I admired my mother's life. Chicago was her city; she had grown up there. She still had old friends outside of the building whom she saw now and then, and she had a rich life inside the
building. This time I visited the weekly poetry class she had been leading there for many years. One of the residents, a descendant of the African American poet Paul Laurence Dunbar, brought several editions of his books to the class, and the assembled group, a mix of whites and African Americans, had a challenging discussion about writing in African American vernacular English. I was impressed. I could almost imagine myself in a group like this.

But I would have hated to be as cooped up as my mother was. Sometimes she didn't leave the building for days and she only knew the temperature outside by how the people who were walking their dogs along the lakefront were dressed. She spent hours at her post by the window, swiveling her chair through the 180-degree range of her view, looking out at the ducks on the lake through her binoculars. As a matter of fact, I think she preferred to
look
at the weather—whatever it was—from her comfortable chair than to be out in it. I got restless in the small apartment, in spite of my years of Buddhist practice, but my mother, having to stay put, was getting good at staying still.

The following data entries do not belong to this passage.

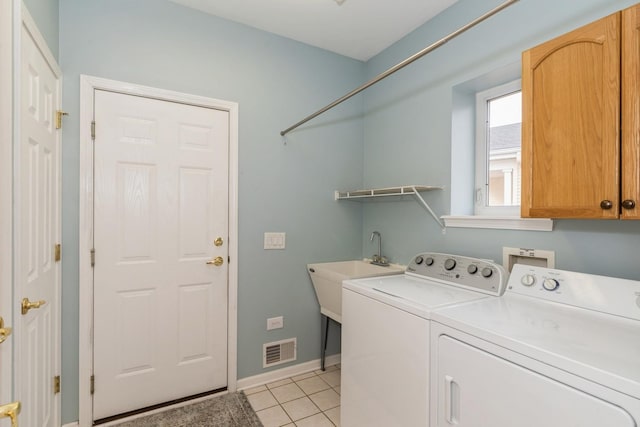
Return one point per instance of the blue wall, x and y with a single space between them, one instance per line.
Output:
45 14
398 132
288 188
407 134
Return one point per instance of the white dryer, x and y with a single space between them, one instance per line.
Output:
385 335
558 349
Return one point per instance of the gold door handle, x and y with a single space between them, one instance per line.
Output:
217 261
4 332
28 305
11 410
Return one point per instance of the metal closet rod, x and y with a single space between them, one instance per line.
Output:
403 64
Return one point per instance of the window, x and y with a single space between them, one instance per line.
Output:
498 166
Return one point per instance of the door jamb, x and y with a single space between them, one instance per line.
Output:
88 85
6 190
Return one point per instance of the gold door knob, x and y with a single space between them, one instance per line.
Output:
11 410
4 332
217 261
28 305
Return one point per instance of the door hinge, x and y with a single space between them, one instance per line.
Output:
59 115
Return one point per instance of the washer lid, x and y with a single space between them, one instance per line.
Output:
600 347
408 293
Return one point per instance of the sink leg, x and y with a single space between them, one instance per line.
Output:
325 337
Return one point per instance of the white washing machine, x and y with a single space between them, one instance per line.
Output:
558 349
385 335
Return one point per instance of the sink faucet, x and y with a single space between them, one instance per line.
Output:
378 259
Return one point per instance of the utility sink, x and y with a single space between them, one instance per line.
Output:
327 280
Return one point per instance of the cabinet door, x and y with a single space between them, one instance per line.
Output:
571 122
630 113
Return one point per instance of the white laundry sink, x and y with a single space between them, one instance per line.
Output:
327 280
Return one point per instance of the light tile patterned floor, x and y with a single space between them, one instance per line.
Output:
307 400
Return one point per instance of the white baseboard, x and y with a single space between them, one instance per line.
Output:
257 380
289 371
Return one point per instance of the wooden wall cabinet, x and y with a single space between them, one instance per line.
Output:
581 122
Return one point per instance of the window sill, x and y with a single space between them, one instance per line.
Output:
502 223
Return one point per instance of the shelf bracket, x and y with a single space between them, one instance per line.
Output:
428 208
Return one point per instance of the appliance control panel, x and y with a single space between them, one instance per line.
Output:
610 295
456 270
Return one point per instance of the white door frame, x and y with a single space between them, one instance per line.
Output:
88 85
6 189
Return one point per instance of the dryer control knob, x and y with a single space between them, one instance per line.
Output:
528 280
550 284
450 264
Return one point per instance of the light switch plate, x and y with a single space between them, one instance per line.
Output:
274 240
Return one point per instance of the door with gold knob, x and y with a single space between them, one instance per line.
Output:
36 321
11 411
160 275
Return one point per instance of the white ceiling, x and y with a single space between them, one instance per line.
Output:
358 29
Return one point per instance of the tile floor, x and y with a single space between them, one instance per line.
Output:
306 400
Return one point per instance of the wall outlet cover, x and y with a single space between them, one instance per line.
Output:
275 323
274 240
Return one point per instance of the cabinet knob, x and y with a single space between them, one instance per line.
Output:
606 204
628 204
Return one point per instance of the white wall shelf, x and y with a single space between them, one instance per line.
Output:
405 190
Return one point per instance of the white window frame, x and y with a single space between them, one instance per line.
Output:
481 205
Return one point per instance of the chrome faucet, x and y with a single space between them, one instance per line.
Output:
378 259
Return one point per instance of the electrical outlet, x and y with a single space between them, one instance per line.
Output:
274 240
275 323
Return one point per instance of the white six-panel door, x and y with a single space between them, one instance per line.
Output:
38 222
160 216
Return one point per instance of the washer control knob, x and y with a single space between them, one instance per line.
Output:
528 280
550 284
450 264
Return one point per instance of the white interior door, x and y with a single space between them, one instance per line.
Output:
6 202
38 223
160 218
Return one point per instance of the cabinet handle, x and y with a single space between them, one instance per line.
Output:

The day before I went back to California, it was snowing when I woke up. I slipped out of the apartment while my mother was still asleep. I took the pedestrian tunnel under the outer drive and walked in the little park on the lakefront that was right across from her building. There was no one else there; mine were the first footprints in the fresh snow. I could have been in the country, with the little white peaks on top of the fence posts, and the lake beside me that had no end because the falling snow blocked out the smokestacks of Indiana, and the squirrels dropping things from the branches. I could have been in the country except for the roar of traffic behind me. I thought:
I'll visit her when it's spring, when the snow is gone and the sun is out, and I'll push her in her wheelchair through the park, so she'll be able to hear the birds and smell the willows
.

I turned to walk back and saw my mother's building, on the other side of the river of cars. I counted up six floors to pick out her window in the brick façade, and waved, just in case she'd gotten up and happened to be looking out.

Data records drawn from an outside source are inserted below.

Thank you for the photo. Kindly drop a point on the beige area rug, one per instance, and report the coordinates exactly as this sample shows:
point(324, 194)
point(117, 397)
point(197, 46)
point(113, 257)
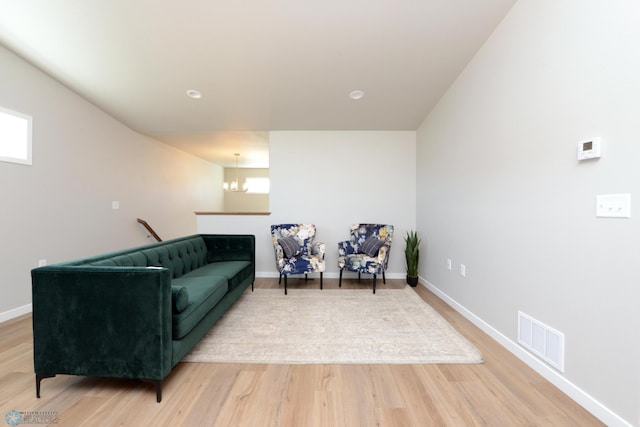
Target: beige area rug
point(333, 326)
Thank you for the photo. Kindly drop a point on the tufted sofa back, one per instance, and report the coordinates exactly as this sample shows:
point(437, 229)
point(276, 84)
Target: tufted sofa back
point(179, 256)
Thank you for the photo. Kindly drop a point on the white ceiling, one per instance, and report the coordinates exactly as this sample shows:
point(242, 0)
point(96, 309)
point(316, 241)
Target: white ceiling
point(260, 65)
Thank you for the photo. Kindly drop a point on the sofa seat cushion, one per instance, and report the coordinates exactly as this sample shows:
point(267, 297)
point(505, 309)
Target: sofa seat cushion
point(234, 271)
point(204, 293)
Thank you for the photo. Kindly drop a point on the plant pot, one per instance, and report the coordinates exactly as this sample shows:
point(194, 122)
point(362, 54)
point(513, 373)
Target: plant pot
point(412, 281)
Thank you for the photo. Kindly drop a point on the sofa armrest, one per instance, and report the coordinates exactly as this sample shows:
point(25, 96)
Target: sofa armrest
point(102, 321)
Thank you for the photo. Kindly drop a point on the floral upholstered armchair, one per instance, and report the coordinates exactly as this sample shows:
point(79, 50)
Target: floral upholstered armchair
point(296, 252)
point(367, 250)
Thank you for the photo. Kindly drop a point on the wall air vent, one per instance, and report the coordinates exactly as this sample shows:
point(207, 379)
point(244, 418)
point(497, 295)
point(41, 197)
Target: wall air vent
point(541, 340)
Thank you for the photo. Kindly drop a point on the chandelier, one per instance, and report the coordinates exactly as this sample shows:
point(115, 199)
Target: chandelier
point(235, 185)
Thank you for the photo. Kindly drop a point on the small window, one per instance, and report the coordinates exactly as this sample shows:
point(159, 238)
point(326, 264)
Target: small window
point(15, 137)
point(258, 185)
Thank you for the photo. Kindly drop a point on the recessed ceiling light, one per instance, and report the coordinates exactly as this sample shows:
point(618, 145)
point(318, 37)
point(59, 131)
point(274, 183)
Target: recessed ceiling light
point(356, 94)
point(192, 93)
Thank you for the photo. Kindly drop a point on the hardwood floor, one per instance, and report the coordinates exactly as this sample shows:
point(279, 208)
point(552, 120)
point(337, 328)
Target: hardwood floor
point(503, 391)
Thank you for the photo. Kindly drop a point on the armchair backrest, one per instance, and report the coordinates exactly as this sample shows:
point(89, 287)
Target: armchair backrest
point(360, 232)
point(384, 232)
point(302, 233)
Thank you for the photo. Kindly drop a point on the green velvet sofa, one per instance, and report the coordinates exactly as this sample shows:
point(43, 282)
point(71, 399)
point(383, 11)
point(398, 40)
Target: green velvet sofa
point(135, 313)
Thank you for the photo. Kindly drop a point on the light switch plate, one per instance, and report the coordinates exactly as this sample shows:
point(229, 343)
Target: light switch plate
point(613, 206)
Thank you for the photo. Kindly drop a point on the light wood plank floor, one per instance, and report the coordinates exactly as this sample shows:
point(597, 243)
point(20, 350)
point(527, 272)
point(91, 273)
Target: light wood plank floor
point(501, 392)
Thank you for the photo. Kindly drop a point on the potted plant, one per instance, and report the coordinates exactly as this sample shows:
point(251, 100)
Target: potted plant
point(412, 255)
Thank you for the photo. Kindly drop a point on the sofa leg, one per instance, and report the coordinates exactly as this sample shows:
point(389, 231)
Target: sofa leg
point(40, 377)
point(158, 384)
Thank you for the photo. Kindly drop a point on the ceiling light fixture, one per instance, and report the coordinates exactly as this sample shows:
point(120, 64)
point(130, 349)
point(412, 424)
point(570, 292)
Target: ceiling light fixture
point(235, 185)
point(356, 94)
point(195, 94)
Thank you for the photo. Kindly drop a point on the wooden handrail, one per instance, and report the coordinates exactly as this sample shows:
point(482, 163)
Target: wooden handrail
point(149, 229)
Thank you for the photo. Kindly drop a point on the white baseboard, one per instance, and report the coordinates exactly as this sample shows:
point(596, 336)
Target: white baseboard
point(16, 312)
point(596, 408)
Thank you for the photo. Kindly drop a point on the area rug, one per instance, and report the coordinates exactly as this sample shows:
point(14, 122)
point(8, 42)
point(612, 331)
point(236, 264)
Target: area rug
point(333, 326)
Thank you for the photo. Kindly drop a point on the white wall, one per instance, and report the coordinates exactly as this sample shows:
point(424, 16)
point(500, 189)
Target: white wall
point(60, 208)
point(333, 179)
point(500, 188)
point(245, 202)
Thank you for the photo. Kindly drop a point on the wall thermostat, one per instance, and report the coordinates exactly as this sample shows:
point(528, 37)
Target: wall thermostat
point(590, 149)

That evening, my last, my mother had a party before dinner for a group of friends she called “the mothers of daughters.” All of the women had faraway daughters who visited them there—like me, from Berkeley, California. Before the party, I brushed my hair and clipped it back as neatly as I could.

Six women traveled by elevator to my mother's apartment for wine and those little goldfish-shaped crackers. I didn't have to take their coats when they arrived, because they had all come from inside the building, but I took two walkers and put them aside. My mother was happy to see them—she always said she liked to show off her children to her friends. They settled in a semicircle facing the big window. The day's light was fading to gray over the lake, and the snow was already dirty at the edge of the road below.

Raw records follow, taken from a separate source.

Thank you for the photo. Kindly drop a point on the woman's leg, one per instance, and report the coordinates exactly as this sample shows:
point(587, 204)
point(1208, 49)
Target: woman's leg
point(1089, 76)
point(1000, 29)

The only woman I hadn't met before said: “You look just like your mother!” Even in old age my mother was an attractive woman, but does any daughter want to be told she looks just like her mother? It wasn't so much that I minded if there was a resemblance, but I did want to look
younger
than my mother. In fact, whenever I had occasion to ride in the elevator of her building without her, I had a horror of being mistaken for one of the residents. I was almost sixty-five—officially old enough to live there.